Shortly after the Iranian Revolution in February 1979 and the takeover of all military bases and police stations by the pro-Khomeini Islamists, Rahimi was spotted by a subordinate as he was walking away from a military base near Sepah Square and arrested. By his own account as stated during his televised interrogation, Rahimi was beaten and tortured by the Islamic revolutionaries, arrested and taken to Refah School in Central Tehran.
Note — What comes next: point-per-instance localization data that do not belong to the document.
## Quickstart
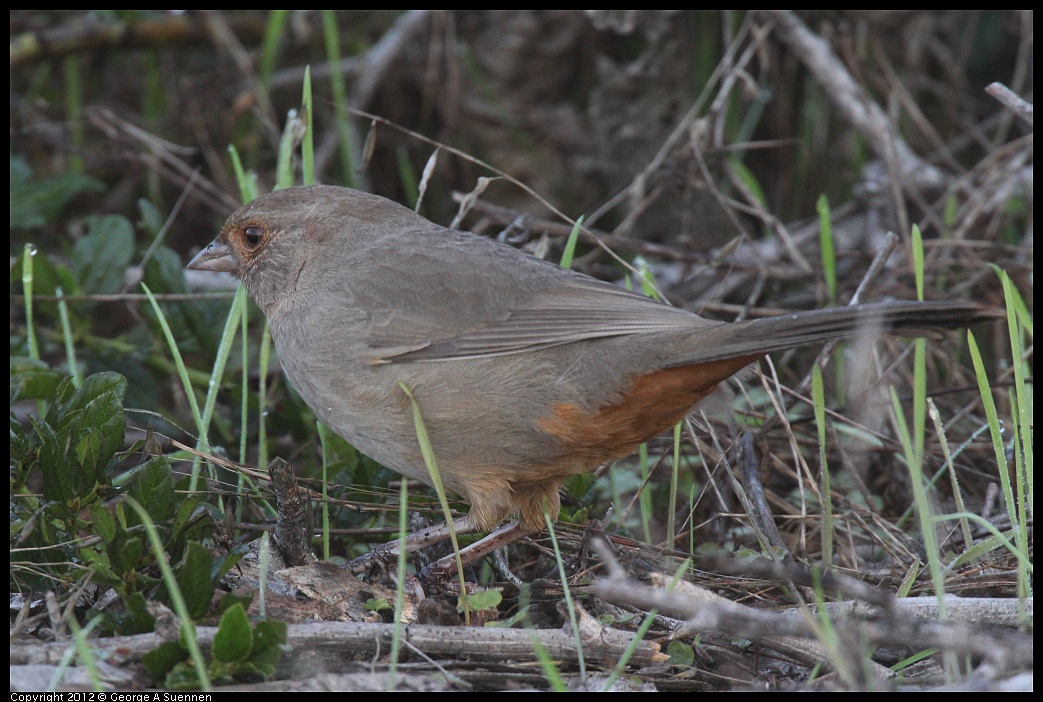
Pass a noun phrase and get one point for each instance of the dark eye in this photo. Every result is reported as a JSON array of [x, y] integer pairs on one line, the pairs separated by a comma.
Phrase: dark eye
[[253, 236]]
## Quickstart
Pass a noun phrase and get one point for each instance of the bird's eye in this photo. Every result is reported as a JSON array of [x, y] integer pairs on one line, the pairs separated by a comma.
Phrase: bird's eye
[[253, 236]]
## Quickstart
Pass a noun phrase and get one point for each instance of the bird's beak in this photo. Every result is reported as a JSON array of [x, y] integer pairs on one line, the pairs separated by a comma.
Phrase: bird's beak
[[217, 257]]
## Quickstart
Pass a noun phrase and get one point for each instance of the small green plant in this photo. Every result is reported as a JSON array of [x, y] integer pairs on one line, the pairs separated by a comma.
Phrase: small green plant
[[241, 653]]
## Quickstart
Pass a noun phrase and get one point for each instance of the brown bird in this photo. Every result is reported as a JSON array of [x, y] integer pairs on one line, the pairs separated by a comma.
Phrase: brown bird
[[525, 372]]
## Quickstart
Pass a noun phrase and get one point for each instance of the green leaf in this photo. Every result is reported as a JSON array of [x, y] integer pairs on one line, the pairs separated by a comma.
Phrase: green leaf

The interrogation which lasted 5 hours, resulted in a death sentence for Rahimi, as well as three other high-profile generals of the former regime. Sadegh Khalkhali presided over the proceedings and announced his death sentence on the charge of "Warring with God" and "Corrupter on Earth".

Rahimi was executed by a firing squad at midnight just before 16 February 1979, on the rooftop of Refah School, which was used as a temporary residence by Ayatollah Khomeini. He refused to be blindfolded and stated that he wanted to die like a general loyal to his commander-in-chief. It has been said that his last words were "Javid Shah" ("long live the Shah") and the expression of loyalty to Iran.

Major Iranian newspapers published the news of his execution on the morning of 16 February 1979 along with gruesome pictures of his body as well as those of other executed generals. The pictures of him reflect the fact that his right arm was severed before the execution.

==Personal life==
Rahimi married twice. His first wife was a French woman, and they divorced. He was survived by his second wife, Manijeh, who settled in London. She was a sister of Parviz Fatemi, widow of Hossein Fatemi.